ALİ GÜRELİ

Psikiyatrist Dr. Hamza Avcı, büyükşehir yaşamından kaynaklanan stres ve bu stresin bireylerdeki psikolojik etkisinin şiddet olaylarını artıran en önemli sebeplerden birisi haline geldiğini söyledi. Avcı, "Kentlerdeki geçim zorlukları, iş yaşamında artan mobbing ve yaşanan göçler gibi nedenlerle toplumda yozlaşmalar da baş gösteriyor" dedi. Avcı, stres faktörünün şiddet eğilimini artırarak öfke kontrolünü zorlaştırdığını belirtti.

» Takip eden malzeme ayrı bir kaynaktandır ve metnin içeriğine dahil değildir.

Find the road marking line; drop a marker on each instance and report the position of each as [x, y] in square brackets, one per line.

Özellikle İstanbul, Antalya ve Adana gibi farklı nedenlerle yoğun göç yaşanan şehirlerde göç eden aile bireylerinin birçok zorlukla karşılaştığını ifade eden Avcı, farklı kültürlere sahip insanların bir arada yaşayabilmesi için de gereken özveriyi gösterip, birbirlerine adapte olması ve kaynaşabilmesinin şart olduğunu dile getirdi.

Bu kaynaşmanın sağlanmaması durumunda ortaya büyük sorunlar çıktığını vurgulayan Avcı, "Göç eden insanların yaşama tutunabilmesi için ihtiyacı olan iş imkanını bulamaması, onları başka şeyler yapmaya yöneltebilir. Bu göçlerin de etkisiyle toplumda artan çaresizlik hissi ve bunalım hali, madde bağımlılığını artırıyor. Büyükşehirlerde stres ve şiddet artıyor" dedi.

Bipolar ve manik hastalıklar gibi farklı psikoz hastalarının şiddet eğiliminden söz eden Dr. Avcı, şunları söyledi:

"TEDAVİ OLMAYANLAR ŞİDDET UYGULAYABİLİR"

"Psikiyatrik hastalar, tedavi ve terapiden uzak kaldığı sürece, şiddet uygulayabilmekte. Ancak toplumumuzda yaşanan şiddet suçlarına baktığımızda, bu hastaların uyguladığı şiddetin oranı çok düşük. Bu oranın yüksek bir kısmı, sosyal uyum sağlayabilmiş ve hastalık sahibi olmayan ya da henüz bir teşhis konulmamış insanlar. Bir cinnet anında işlenen suçlara şahit oluyoruz çoğu zaman. Bir olayın her insanda yarattığı duygu birbirinden farklıdır ve her bireyin de duygularla ilgili farklı sınırları vardır. Öfke, sevinç veya üzüntü gibi bir duygudur ve insanın doğasında vardır. Ancak bireyin öfke duygusuna karşı da bir eşiği vardır ve bu sınırı aşacak yoğunlukta öfke hissedildiğinde, öfke ete kemiğe bürünüp, karşımıza şiddet olarak çıkar. Bu durumda öfkesini kontrol edemeyen ve toplumda gayet normal ve sağlıklı bir birey olarak bilinen insanların şiddet uyguladığına şahit oluruz.”

"ÖFKE KONTROLÜNÜN ÖNEMİ"

Avcı, bir olay karşısında, yorumlama biçimine farklı bakış açıları geliştirmenin ve öfkeye neden olan stres faktöründen uzaklaşmanın öfke kontrol yöntemi olduğunu anlatarak şunları kaydetti:

“Öncelikle birey, kendisinden nelerin strese yol açabileceğini bilmeli yani kendini tanımalı ve mümkünse bu stres etmenlerinden uzak durmalı. Tabii koşullar buna her zaman müsaade etmeyebilir. Stres ve şiddetten kaçınmak için seçilebilecek yollardan birisi de bir olay karşısında farklı bakış açıları getirebilmektir. Karşımızdaki insanın bir davranışı neden yaptığına dair farklı düşünceler geliştirebilme yeteneği son derece önemli. Öfkenin şiddete dönüşmesini engelleyecek farklı yollardan biri de olay anında sergilenecek tavırdır. Burada da en geçerli önerim, mesafe. Bir tartışmada tansiyonu düşürebilmek adına, karşınızdaki insanla araya koyacağınız fiziksel mesafe birinci kural. Bunun ardından birçok şey sıralanabilir. Mesela ayakta bir tartışma halindeyseniz; öncelikle sakin kalmaya çalışarak, bir yere oturun. Bu tavrınızla birlikte, alçak ses tonuyla konuşmaya devam ettiğiniz takdirde, iki taraf için de yapıcı bir tutum sergilemiş olursunuz. Yine ‘erteleme’ dediğimiz, yani o andaki konunun daha sonra konuşulmaya bırakılması da bireylere zaman kazandıracak ve anlık öfke yaratan olayın stresini azaltacaktır.”